Description of original award (Fiscal Year 2015, $968,933)
Statement of the Problem: Elder abuse is a common and morbid problem that is often unrecognized. The prevalence of elder abuse is particularly high among older adults receiving care in emergency departments (EDs). Unfortunately, the potential of EDs to identify elder abuse is not currently realized in part because no protocols to screen for elder abuse have been designed specifically for this setting. We propose to develop and validate an ED-specific protocol to screen for patients at high risk for elder abuse. The protocol will be easy to use by the emergency nurses who will administer it and will significantly improve upon available detection methods. A positive screen will prompt further assessment by a social worker or emergency provider to determine the need for referral to adult protective services.
Subjects and Partnerships: Study subjects will be individuals aged 65 years and older presenting to EDs located in Chapel Hill, North Carolina; Birmingham, Alabama; and Ypsilanti, Michigan.
Research Design and Methods: In Phase 1 (12 months), we will develop a protocol to screen for individuals at high risk for elder abuse.
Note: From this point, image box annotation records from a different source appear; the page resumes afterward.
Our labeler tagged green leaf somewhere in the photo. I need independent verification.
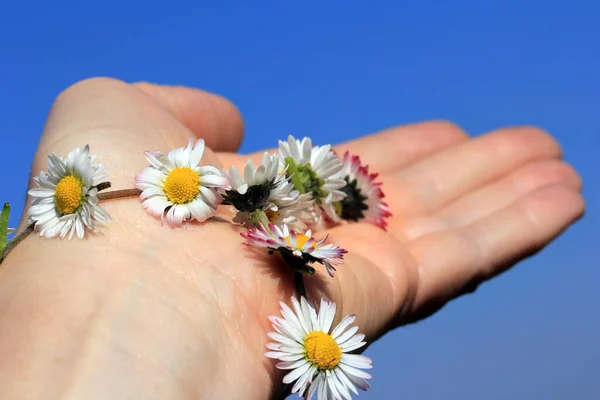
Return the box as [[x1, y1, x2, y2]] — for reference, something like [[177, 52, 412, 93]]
[[0, 203, 10, 258]]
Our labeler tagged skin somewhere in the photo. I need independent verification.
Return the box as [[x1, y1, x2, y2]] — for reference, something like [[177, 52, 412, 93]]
[[0, 78, 584, 399]]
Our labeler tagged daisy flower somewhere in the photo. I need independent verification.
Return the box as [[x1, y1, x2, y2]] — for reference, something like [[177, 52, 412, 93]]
[[27, 145, 110, 239], [135, 139, 229, 227], [221, 152, 312, 227], [323, 152, 392, 230], [240, 223, 347, 277], [279, 135, 346, 212], [265, 297, 372, 400]]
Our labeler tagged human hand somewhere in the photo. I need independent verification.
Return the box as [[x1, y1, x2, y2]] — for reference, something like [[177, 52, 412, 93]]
[[0, 79, 584, 399]]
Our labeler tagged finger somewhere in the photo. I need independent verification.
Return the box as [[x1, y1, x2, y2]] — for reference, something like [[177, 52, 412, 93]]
[[132, 82, 244, 151], [335, 121, 468, 173], [307, 223, 418, 340], [381, 127, 561, 217], [33, 78, 223, 193], [409, 185, 584, 318], [402, 160, 582, 240]]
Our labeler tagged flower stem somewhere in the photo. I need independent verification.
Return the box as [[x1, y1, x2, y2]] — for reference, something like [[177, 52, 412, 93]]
[[0, 222, 35, 264], [285, 157, 306, 194], [294, 271, 308, 298], [96, 182, 111, 192], [0, 203, 10, 254], [96, 185, 142, 200]]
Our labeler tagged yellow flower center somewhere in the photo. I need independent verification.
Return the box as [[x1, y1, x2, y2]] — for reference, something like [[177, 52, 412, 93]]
[[163, 168, 200, 204], [285, 233, 315, 249], [54, 175, 83, 215], [304, 331, 342, 371]]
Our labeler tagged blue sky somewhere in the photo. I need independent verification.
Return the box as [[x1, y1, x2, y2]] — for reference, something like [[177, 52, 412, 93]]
[[0, 0, 600, 400]]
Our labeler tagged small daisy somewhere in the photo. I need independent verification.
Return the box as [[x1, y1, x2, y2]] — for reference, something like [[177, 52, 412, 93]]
[[135, 139, 229, 227], [265, 297, 372, 400], [241, 223, 347, 277], [221, 152, 312, 227], [279, 135, 346, 211], [27, 145, 110, 239], [323, 152, 392, 230]]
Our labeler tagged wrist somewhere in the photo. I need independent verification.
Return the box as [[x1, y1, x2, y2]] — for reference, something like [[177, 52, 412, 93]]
[[0, 216, 273, 399]]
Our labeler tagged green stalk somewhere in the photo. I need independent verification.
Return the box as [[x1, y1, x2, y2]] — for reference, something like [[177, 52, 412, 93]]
[[285, 157, 306, 194], [0, 203, 10, 255]]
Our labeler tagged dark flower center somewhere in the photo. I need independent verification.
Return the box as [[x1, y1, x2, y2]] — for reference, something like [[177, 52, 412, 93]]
[[223, 182, 273, 212]]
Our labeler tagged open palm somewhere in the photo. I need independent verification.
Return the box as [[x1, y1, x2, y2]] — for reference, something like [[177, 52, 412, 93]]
[[0, 79, 584, 396]]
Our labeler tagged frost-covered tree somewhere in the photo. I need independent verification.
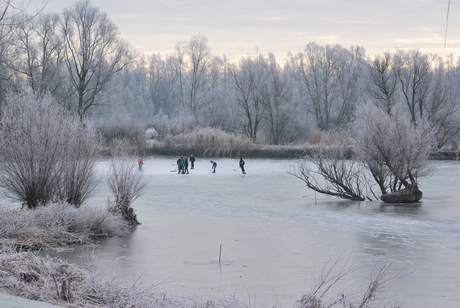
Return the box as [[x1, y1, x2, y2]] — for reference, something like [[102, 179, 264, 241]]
[[292, 43, 364, 131], [262, 54, 298, 144], [290, 103, 435, 200], [365, 52, 399, 113], [106, 146, 148, 224], [0, 88, 99, 208], [229, 54, 268, 141], [62, 0, 133, 121], [353, 103, 435, 194]]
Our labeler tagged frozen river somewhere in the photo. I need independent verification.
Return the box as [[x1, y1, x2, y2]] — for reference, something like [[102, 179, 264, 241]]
[[48, 157, 460, 307]]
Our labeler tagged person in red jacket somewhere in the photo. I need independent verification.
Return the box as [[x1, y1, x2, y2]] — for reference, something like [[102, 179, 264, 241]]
[[137, 155, 144, 171]]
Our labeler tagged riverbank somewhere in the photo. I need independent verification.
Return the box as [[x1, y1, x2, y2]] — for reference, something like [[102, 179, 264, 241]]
[[144, 144, 459, 160], [0, 293, 62, 308]]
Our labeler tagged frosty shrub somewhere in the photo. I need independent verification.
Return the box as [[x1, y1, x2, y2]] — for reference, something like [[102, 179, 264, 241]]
[[353, 103, 435, 194], [295, 258, 399, 308], [0, 203, 128, 249], [0, 247, 397, 308], [97, 113, 147, 153], [0, 249, 266, 308], [288, 144, 370, 201], [164, 127, 253, 156], [106, 149, 148, 224], [289, 104, 434, 201], [0, 88, 99, 208]]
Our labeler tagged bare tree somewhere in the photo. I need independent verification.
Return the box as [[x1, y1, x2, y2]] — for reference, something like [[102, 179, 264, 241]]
[[10, 13, 68, 99], [175, 34, 220, 116], [0, 88, 100, 208], [262, 54, 298, 144], [353, 103, 435, 194], [62, 0, 133, 121], [394, 50, 432, 124], [292, 43, 364, 131], [366, 52, 398, 113], [106, 148, 148, 225], [229, 51, 267, 141], [288, 145, 370, 201], [289, 103, 434, 201], [57, 119, 102, 207]]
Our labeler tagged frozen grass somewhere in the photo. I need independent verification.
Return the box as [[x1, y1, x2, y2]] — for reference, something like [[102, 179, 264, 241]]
[[0, 204, 393, 308], [0, 203, 129, 249], [0, 247, 272, 308], [163, 127, 253, 156], [0, 246, 393, 308]]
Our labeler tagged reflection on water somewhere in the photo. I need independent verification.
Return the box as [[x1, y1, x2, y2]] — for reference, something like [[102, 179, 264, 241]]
[[43, 157, 460, 307]]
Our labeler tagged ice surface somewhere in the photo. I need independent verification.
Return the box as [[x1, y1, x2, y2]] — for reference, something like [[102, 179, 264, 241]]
[[46, 157, 460, 307]]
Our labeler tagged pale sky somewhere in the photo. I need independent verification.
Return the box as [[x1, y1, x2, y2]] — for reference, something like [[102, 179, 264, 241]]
[[32, 0, 460, 60]]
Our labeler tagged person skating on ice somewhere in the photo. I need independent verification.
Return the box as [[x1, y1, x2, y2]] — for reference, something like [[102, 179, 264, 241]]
[[190, 154, 195, 169], [210, 160, 217, 173], [240, 157, 246, 174]]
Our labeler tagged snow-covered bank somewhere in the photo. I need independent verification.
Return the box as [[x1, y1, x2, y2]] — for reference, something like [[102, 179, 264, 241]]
[[0, 293, 62, 308]]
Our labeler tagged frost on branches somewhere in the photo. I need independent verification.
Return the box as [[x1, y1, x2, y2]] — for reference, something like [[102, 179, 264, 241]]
[[0, 88, 100, 208], [289, 103, 435, 202]]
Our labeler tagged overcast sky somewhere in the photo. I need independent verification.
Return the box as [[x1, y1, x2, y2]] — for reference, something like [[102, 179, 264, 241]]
[[32, 0, 460, 59]]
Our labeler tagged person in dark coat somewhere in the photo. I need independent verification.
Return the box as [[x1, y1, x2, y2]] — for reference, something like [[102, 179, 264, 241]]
[[210, 160, 217, 173], [190, 154, 195, 170], [240, 157, 246, 174], [184, 157, 188, 174], [177, 156, 184, 174]]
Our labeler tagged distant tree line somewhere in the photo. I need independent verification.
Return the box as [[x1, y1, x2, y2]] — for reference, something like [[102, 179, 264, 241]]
[[0, 0, 460, 148]]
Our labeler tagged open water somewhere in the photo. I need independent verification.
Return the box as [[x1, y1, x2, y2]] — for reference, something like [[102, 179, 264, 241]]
[[45, 157, 460, 307]]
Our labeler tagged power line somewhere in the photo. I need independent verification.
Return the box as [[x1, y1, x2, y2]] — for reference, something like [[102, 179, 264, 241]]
[[444, 0, 450, 48]]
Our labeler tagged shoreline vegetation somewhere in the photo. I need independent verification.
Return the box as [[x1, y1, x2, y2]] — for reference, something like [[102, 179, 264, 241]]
[[0, 203, 397, 308], [0, 125, 446, 308], [143, 144, 459, 160]]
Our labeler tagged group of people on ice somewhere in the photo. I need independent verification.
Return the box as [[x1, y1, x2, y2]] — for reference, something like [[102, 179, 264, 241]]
[[137, 154, 246, 174], [176, 154, 195, 174]]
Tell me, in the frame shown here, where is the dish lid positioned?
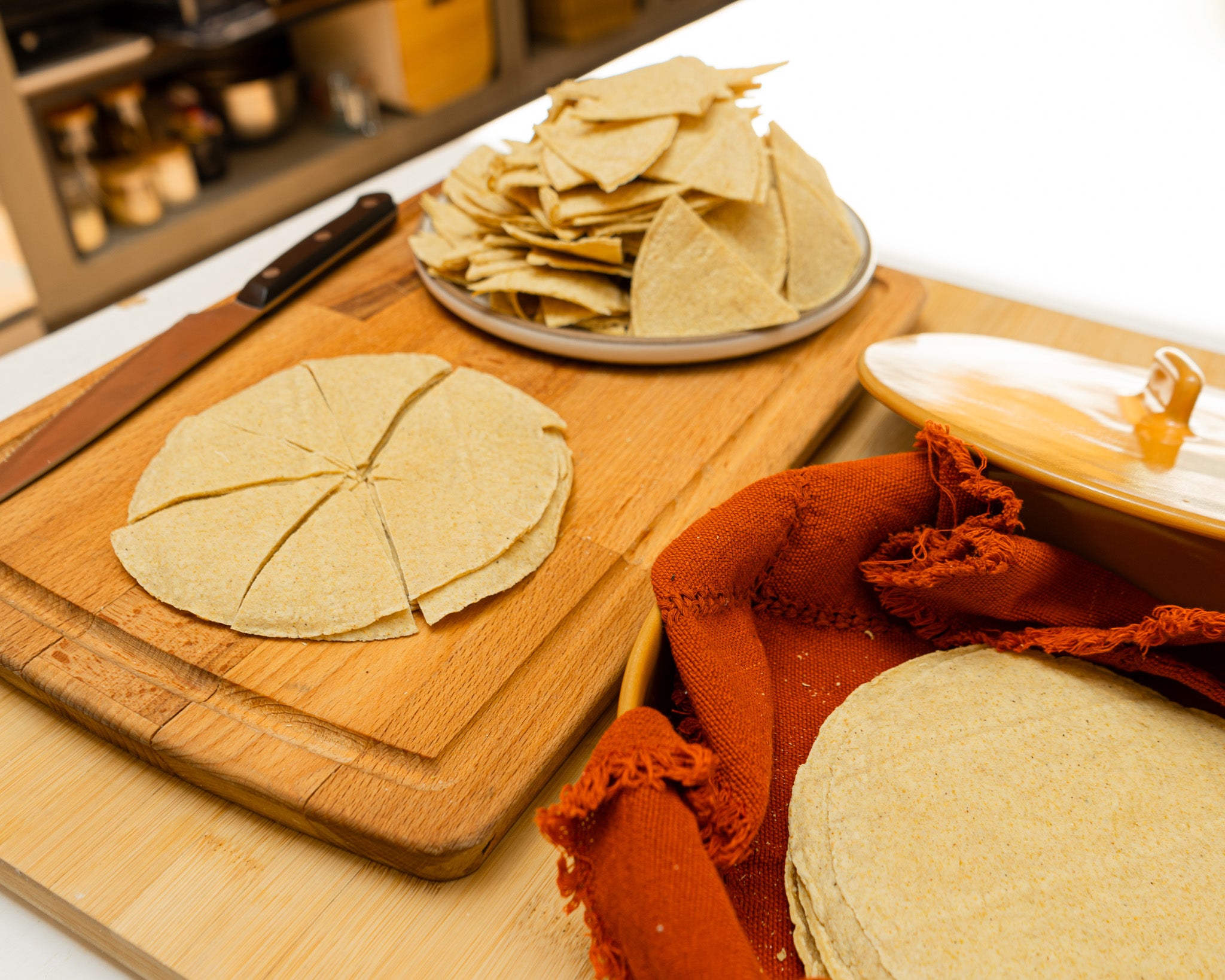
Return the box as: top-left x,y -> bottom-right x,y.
859,333 -> 1225,540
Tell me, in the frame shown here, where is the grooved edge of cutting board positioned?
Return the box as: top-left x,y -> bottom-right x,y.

The initial draft of the protocol will be based on a review of existing protocols and input from national-experts in geriatric emergency medicine (Platts-Mills), geriatric social work (Zimmerman), dementia (Sloane), sexual assault (McLean), emergency nursing triage (Travers), ED-based screening (Haukoos), and psychometric assessment (Reeve). Emergency nurses will then administer this protocol to patients (N¡Ý50), and revisions will be made based on debriefing interviews with patients and nurses. In Phase 2 (6 months), we will conduct a pilot study (N=100) to finalize the methodology to be used in Phase 3. In Phase 3 (18 months), we will conduct a multi-center validation study (N=1800). All positive screens and a random sample of negative screens will receive a structured evaluation by a social worker. This social worker evaluation, the patient¡¯s medical records, and available reports from local Adult Protective Services will be reviewed by a panel of experts whose decision on the presence or absence of abuse will serve as a reference standard.
Analysis: The sample size for the validation study (Phase 3) has been calculated in order to obtain a lower bound confidence interval for the estimate of sensitivity of less than 5%. Standard methods will be used to calculate sensitivity and specificity.
Products, Reports, and Data Archiving: Expected deliverables will include peer-reviewed publications describing: 1) the derivation of the protocol and 2) estimates of the sensitivity and specificity of the protocol in identifying elder abuse. Data from all three phases will be made publicly available. Subsequent studies will assess effectiveness (including cost-effectiveness)and establish optimal methods for dissemination and implementation. Collectively, this work will substantially improve the identification of abuse among older adults in the United States.
Note: This project contains a research and/or development component, as defined in applicable law.